Pourquoi vous inscrire ?
«
»
tome 1, Chapitre 46 tome 1, Chapitre 46

Devant elle, il y avait la porte, grande ouverte ; une silhouette était assise auprès d’un feu. De l’autre côté, il y avait la fête et ses mystères, la fête et ses ténèbres. Toujours debout, le bras en l’air, la DJ, une main sur les platines, la regardait, la pénétrait de cet air entendu, cependant que, de ses lèvres entrouvertes, s’échappaient des mots d’amour et de tristesse qui narraient les anciens jours. Comme elle, danseuses et danseurs s’étaient arrêtés et la contemplaient. Sur leurs visages se lisaient la joie et la mélancolie puis, chacun à leur tour, ils l’enlacèrent avant de déposer un baiser passionné sur ses lèvres et lui insufflé une peu de cette chaleur, qui manquait tant à son cœur.

Seule dans la nuit, elle regardait mourir les flammes tandis que, pencher sur elle, sa fille l’enlaçait avec tendresse. Debout derrière elle, un homme attendait ; il n’était qu’une ombre, une chimère, une silhouette découpée dans l’obscurité. Posé sur sa tête, un large chapeau obombrait sa figure et seul l’éclat argenté de ses lorgnons trahissait sa présence. Ses lèvres minces n’étaient qu’un trait de pinceau jeté sur la toile de son visage et ses joues creusées paraissaient hérissées d’une barbe mal taillée. Habillé d’une ample tunique de laine épaisse, il portait des braies et des chausses d’un temps qu’elle devinait autre. Perché sur son épaule, un oiseau poussait des cris rauques.

Une dernière fois, elle regarda sa fille se confondre avec les fumées du feu agonisant, puis se retourna.

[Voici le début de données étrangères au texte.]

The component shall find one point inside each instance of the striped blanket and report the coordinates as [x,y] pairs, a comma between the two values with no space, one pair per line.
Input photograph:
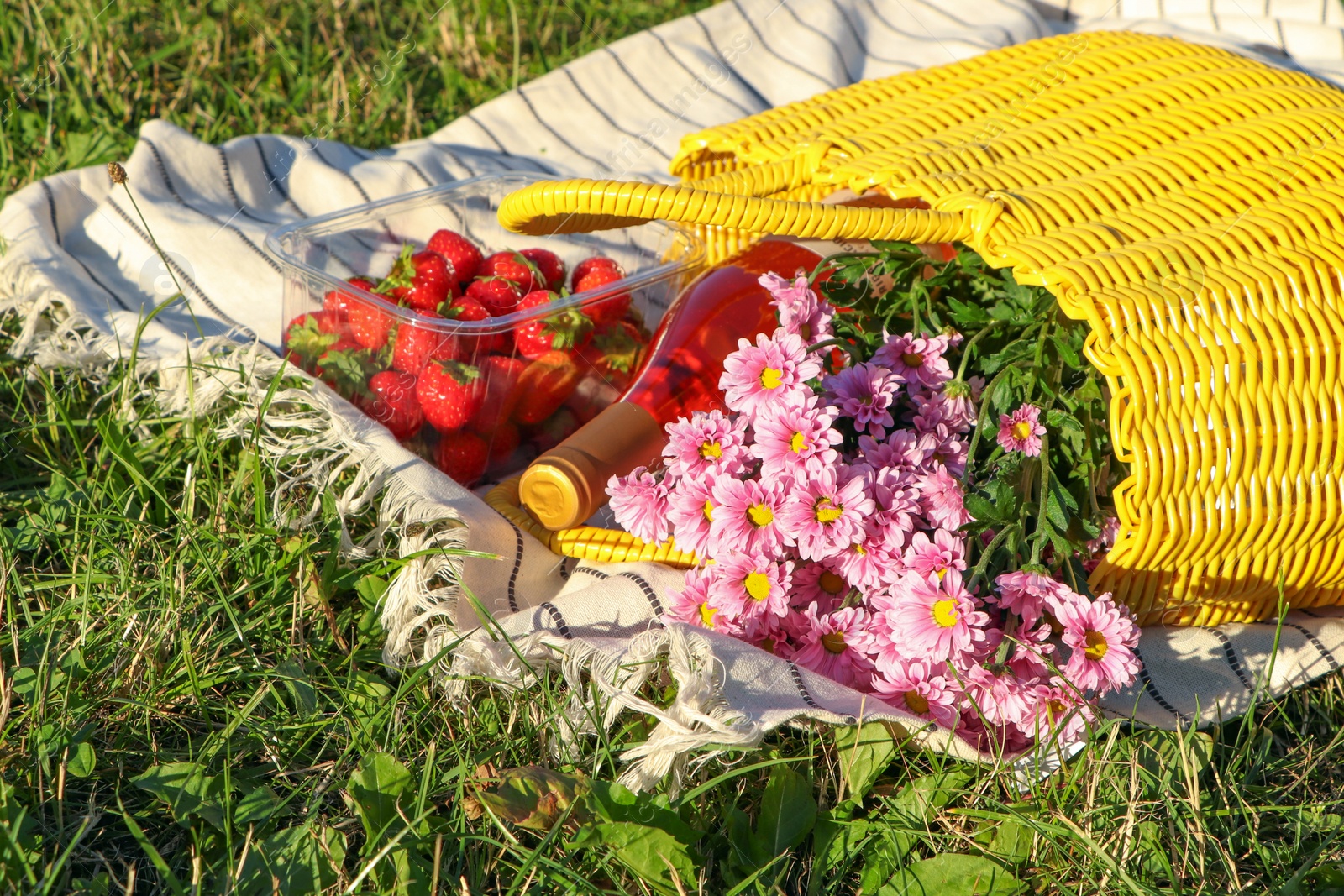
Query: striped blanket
[81,273]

Silencieux, il avait déposé dans le sable sa besace et avait sorti une gourde qu’il lui avait tendue. Elle avait hésité un instant. Par moment, elle croyait apercevoir de larges ailes noires surgir de son dos, mais ce n’était qu’illusion. Serré contre sa poitrine, l’ouvrage sembla devenir tout à coup plus lourd, comme s’il eut été de plomb. Elle se souvenait : à l’homme du Rêve elle avait confié le livre de contes, cependant qu’on lui arrachait pour la seconde fois la chair de sa chair.

— He put a spell on you, avait-il alors susurré et ses lèvres s’étaient étirés en un énigmatique sourire.

Derrière ses verres de vif-argent roulaient maintenant des yeux fous et, soudain, ce n’était plus un homme, mais un lycan, un lycan qui portait un costume d’homme.

— You put a spell me ! ricana-t-il.

Derrière lui, il y avait la nuit, une nuit noire et sans étoile, au milieu de laquelle brûlait, dans le ciel, son âme.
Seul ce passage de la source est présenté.